Pero me distraigo. Durante la cena, una joven extranjera y sin casi acento en español se quejó de que cuando ella dice que estudia chino, le suelen preguntar: «¿para qué?». Y cuando dice que no para de traducir textos de guiones de cine, comics o canciones, el comentario no es sobre las canciones sino: «Estarás forrada». (Para más inri, no lo está: ya se sabe que a los traductores, cuentistas, poetas, dramaturgos y demás es lícito pedirles que trabajen gratis. ¿No es un placer? ¿Acaso no se lo pasan en grande? Pues eso. Que agradezcan que al morir ya se les admita en los cementerios de la gente honrada).

Otra joven amiga, en paro, que se apresta a irse al extranjero a estudiar… y también escapar, contó una peripecia con los oficinistas con poder para tramitar visados a los parados que les ahorro pues todo el mundo, incluidos los anafabetos, conoce las obras completas de Kafka tras haberlas vivido.  «¿Será posible que me haya costado menos conseguir plaza en una universidad legendaria que un permiso del paro, por lo demás legal?», se preguntaba. A los quince días de los consabidos no son estos papeles, esto no es aquí, vuelva usted mañana y demás letanías que Kafka y todos los demás nos sabemos desde niños, como los rezos de antes de dormir, mi joven amiga terminó gritándole a un fulano: «¡Usted es quien debería estar en el paro!». Debería. Pero lo que sucede rara vez hace lo que debería.

Podría seguir.
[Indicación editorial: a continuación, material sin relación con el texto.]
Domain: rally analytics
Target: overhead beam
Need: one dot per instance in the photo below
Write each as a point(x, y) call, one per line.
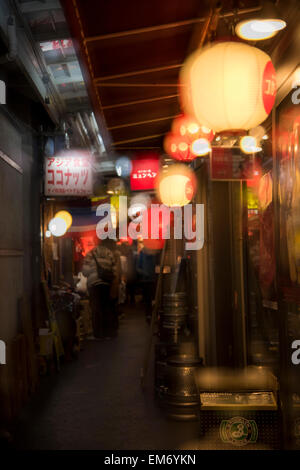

Noches y noches, y travesías de la ciudad desierta (ojo: no es exactamente botellón lo que echo de menos), y convertir esto en un largo lamento. Pero sospecho que ya nos lo sabemos y que cada cual podría escribir el suyo y competir en historias sobre sillas de hojalata, telarañas humanas, la tuberculosa falta de curiosidad y sádicos chupatintas.

Sin embargo, atravesando la ciudad, más desierta que dormida, a mí me pareció que esa noche -de inteligente y suave compañía, por otra parte- era como una alegoría, una imagen de un marco más ancho y más profundo, un emblema de un tiempo de hojalata. Si pese a todo caigo en la casuística y expongo los síntomas de una sola noche -y por eso me dirijo a vuestra vuecencia excelentísima, donde quiera que se encuentre-, es porque me ha venido la sospecha de si alguien habrá notado que desde hace cierto tiempo esta esquina de la tierra se inclina. Se inclina mucho. No hacia la derecha o a la izquierda, y ni siquiera basta que se vaya metiendo en el agujero nacionalista (aunque ayuda). Se inclina de lado, como un Titanic, una balsa, una patera, y parece que el tiempo que falta para que vuelque y comience a hundirse ya ha sido fijado. Tic tac, tic tac, tic tac…

Lo cual digo para avisar.

Parecería necesario tomar medidas. Contra la chapuza, los petardos, lo hecho a medias, las sillas de hojalata en las terrazas, los escupitajos de los policías, la necesidad de emigrar (de escapar), lo mediocre que parece un tsunami lento y nocturno pero invencible, las conversaciones interruptas en la noche, los chupatintas interviniendo en nuestro destino… en fin, usted, confío, ya me entiende.